Flows in the refinery

In Figure 1 a simplified flow scheme for a refinery is shown together with numbers that give the fuel required for the process as a percentage of the chemical combustion energy of the feed to that unit. The units with the highest energy requirements (the catalytic reformer and the catalytic cracker) are those that produce motor gasoline. The reason is that high-octane components are hardly present in crude oils. Hence the molecules have to be rebuilt and that costs energy. For diesel engines the cetane number is important but in general no major modifications in molecule structure are required to comply with the specifications for these fuels. The same holds for the kerosene that is used as jet fuel.

As Figure 1 shows, the first major operation in a refinery consists of distilling the crude at essentially atmospheric pressure. The kerosene and gasoil fractions, with boiling ranges of 150-250°C and 250-350°C, generally only require some refining in the form of hydro-desulphurisation before they can be used as jet fuel and automotive diesel respectively. By submitting the residue of the crude distiller to a vacuum distillation heavier fractions can be distilled off without cracking, at moderate temperatures, below 400°C. The residue from the high vacuum unit can be further cracked to lighter products in thermal cracking units. Again, distillates are obtained that can be further processed into the more desirable lighter products such as motor gasoline, kerosene and automotive gasoil. The residues that cannot be processed economically into lighter products end up in the heavy fuel oil that is used in, for example, marine diesel engines.

Trends in refining

Current trends in the refining business are:

• lighter products;

• lower sulphur products; and

• products richer in hydrogen.

The trend to hydrogen richer products is caused by the more stringent specifications for the aromatic content in motor gasoline and the fact that hydrogen richer products result in cleaner engines and cleaner exhausts. The latter requirement is of course also the reason why product sulphur specifications have become more stringent.

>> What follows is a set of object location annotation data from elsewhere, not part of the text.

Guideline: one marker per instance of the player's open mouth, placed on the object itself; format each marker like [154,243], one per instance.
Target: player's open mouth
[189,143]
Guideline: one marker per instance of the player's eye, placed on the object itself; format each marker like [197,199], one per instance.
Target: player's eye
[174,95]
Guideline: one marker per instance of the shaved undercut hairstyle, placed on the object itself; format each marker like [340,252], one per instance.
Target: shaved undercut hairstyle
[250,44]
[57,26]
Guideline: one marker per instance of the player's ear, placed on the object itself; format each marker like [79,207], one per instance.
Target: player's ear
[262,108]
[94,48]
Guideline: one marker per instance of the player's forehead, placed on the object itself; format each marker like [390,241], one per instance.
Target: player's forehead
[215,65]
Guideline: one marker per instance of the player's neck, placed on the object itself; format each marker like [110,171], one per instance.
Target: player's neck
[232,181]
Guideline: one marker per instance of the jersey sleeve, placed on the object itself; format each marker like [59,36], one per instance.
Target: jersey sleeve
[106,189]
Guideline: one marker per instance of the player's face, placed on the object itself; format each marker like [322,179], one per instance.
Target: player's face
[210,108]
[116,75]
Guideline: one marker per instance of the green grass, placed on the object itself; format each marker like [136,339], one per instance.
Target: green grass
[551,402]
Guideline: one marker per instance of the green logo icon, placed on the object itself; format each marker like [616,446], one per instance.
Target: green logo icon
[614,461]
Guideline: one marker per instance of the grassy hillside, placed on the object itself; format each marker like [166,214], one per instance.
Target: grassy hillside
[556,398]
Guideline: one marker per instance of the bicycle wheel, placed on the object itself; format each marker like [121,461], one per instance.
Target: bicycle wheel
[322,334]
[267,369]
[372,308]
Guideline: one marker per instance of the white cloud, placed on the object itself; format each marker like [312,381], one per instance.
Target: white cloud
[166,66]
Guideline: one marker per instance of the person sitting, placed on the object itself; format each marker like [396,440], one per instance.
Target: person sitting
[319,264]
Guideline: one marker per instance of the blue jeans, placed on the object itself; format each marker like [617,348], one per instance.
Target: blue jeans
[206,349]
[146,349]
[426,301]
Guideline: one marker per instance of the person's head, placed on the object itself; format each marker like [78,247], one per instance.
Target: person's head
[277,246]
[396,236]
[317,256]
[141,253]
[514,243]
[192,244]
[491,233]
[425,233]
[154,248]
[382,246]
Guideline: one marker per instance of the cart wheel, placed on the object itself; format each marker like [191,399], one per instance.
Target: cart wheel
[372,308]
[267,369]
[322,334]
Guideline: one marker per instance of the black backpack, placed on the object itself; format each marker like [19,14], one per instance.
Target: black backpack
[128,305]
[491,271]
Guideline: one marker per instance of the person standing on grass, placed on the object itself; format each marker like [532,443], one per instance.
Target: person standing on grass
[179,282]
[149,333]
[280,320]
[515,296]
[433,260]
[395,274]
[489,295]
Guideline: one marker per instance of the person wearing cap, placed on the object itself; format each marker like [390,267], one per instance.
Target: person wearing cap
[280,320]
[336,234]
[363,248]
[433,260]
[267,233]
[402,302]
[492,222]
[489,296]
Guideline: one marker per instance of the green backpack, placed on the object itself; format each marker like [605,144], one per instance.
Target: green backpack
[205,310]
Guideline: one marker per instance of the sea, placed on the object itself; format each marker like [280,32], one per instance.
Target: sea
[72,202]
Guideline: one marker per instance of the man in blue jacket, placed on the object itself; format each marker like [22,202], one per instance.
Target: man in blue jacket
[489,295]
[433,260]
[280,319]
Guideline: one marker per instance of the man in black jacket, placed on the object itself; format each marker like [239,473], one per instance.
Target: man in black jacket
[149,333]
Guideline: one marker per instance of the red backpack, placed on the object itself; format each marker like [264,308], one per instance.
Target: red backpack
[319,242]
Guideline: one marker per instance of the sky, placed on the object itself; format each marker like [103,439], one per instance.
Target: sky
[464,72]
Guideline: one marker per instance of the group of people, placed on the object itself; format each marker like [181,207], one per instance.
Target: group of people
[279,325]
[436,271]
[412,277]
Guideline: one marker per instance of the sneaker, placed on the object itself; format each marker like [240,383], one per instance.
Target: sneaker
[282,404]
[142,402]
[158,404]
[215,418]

The trend towards lighter products is caused by the tremendous increase in road and air transport. Moreover it can be expected that in the future the heavy fuel oil specifications will also become much more severe. Eventually this may result in the elimination of the residual oil markets and therefore the replacement of marine diesel engines by gas turbines.

Last but not least these product requirements have to be met with more heavy and sulphur rich crudes.

All these trends have one common denominator: they require refineries to greatly increase their hydrogen production. This is where gasification and power generation come in the picture.

Gasification can produce the large amounts of hydrogen required for upgrading in, for example, hydrocrackers using the heaviest residues produced in the refinery as a feedstock (the only other source of hydrogen in a refinery is the catalytic reformer but this is often insufficient).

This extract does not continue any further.